А что ему оставалось делать? Прошло еще три месяца, потом еще три, и еще три, и так бы и докатились мы на вожделенном капитанском «Москвиче» до самого дембеля, если бы не вожжа под хвост. Я устал. Я устал и решил отдохнуть в госпитале. Сказав Чумакову, что у меня заболели зубы, я отпросился на несколько часов, а вернулся через три недели. Ко времени описываемых событий я уже принимал самое активное участие в ансамбле при Доме офицеров и, более то-го, стал местной «звездочкой». Не было в дивизии человека известнее меня. Второе, по известности и значимости, место занимал сам командир дивизии — генерал Пилевский. Согласитесь — почетное соседство. Используя свою популярность в корыстных целях, я пришел к знакомому хирургу, честно изложил ситуацию и попросился отдохнуть. Знакомый хирург охотно пошел навстречу, и с диагнозом «острый аппендицит» я был положен в хирургическое отделение. Но через день знакомый хирург передумал, и в моей истории болезни появилась еще одна запись: «Мениск коленной чашечки правой ноги». А еще через день я получил от капитана письмо, которое храню и по сей день как образец эпистолярного жанра, как венец человеческого мышления, как праздник русского языка, наконец. Даже потеряв, я бы все равно хранил его в своей памяти. Потому что такое невозможно забыть. Потому что, закрывая глаза, я всегда вижу каждую букву, каждую запятую, каждую каллиграфическую загогулину.

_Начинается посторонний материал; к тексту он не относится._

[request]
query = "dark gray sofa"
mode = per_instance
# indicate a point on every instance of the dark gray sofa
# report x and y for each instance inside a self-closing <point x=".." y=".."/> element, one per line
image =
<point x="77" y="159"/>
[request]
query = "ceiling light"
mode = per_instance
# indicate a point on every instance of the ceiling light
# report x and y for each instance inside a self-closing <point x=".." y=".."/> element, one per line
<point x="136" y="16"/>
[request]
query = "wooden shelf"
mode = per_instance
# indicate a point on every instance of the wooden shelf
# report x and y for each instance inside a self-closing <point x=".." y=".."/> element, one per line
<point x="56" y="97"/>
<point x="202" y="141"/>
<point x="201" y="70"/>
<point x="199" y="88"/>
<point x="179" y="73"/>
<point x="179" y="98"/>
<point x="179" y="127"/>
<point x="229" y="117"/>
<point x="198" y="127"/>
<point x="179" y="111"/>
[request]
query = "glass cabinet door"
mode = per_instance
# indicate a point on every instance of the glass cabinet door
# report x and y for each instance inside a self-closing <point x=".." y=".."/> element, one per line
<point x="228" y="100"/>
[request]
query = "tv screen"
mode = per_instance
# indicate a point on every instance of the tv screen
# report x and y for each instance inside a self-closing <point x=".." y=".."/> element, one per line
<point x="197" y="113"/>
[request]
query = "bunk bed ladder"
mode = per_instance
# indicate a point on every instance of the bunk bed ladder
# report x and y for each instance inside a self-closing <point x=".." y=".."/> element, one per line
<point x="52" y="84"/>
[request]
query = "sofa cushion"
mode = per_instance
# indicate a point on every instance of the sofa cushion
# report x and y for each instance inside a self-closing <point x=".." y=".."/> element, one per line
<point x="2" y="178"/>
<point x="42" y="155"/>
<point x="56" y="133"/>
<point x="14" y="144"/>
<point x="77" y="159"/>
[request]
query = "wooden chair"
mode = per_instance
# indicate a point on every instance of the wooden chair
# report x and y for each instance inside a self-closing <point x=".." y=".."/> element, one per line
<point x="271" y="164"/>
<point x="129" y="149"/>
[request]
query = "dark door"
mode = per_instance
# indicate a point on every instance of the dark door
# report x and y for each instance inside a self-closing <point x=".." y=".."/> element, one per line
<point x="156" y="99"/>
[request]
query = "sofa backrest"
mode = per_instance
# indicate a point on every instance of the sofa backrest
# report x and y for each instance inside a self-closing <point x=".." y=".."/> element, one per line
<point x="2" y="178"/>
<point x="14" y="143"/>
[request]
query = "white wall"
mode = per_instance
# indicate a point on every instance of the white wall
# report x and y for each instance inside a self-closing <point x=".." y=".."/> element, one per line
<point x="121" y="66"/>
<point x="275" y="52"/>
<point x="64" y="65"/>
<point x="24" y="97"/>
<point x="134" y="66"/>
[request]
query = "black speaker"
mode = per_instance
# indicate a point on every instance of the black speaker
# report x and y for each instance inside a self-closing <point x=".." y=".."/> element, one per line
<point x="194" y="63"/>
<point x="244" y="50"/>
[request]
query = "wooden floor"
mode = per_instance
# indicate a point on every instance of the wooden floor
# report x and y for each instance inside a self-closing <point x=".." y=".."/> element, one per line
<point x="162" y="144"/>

«Послушайте, вы, — писал Чумаков, — будь я даже гидроцефалом (слово-то какое нашел), каковым, как я наслышан, вы меня считаете, то и тогда я бы сумел понять, что больные зубы, аппендицит и мениск — вещи совершенно несовместимые. Ваши долбаные защитнички от медицины, эти сраные докторишки, загребли вас с одной целью — они хотят, чтобы вы за время вашей сраной болезни смогли помочь их госпитальной самодеятельности, и все это лишь для того, чтобы подорвать самодеятельность полковую, которой я имею честь руководить. Тем самым эти засранцы жаждут низвести меня до уровня сраного дирижеришки сраненького оркестрика. И вы, многоуважаемый, поспешествуете им в этом сраном деле. Но ни хрена ни у вас, ни у ваших сраных эскулапов не получится. Не на того напали. Так что выбирайте одно из двух — либо вы сейчас же прекратите заигрывания со сраным госпитальным начальством, либо одно из двух. В случае же отказа и вам, и вашему сраному благодетелю п….ц. Это я вам гарантирую и как офицер Советской Армии, и просто как интеллигентный человек».

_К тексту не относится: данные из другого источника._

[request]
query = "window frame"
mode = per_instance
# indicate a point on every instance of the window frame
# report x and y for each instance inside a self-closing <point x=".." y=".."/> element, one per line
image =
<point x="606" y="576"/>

Вы, конечно, заметили, что чаще всего Чумаков употреблял слово «сраный». Очевидно, именно оно в момент напи-сания письма больше всего соответствовало душевному состоянию капитана.

Пакет мне вручил вестовой Витек. Он был по-телеграфному краток.

— Шеф взбешен. Возвращайся.

— Что я, с ума, что ли, сошел? — ска-зал я, зная своего милого начальника как облупленного.

В минуты гнева он мог невзначай и табуреткой шибануть. А мне вовсе не хотелось, чтобы в моей истории болезни появилась еще одна запись — пролом черепа тупым предметом.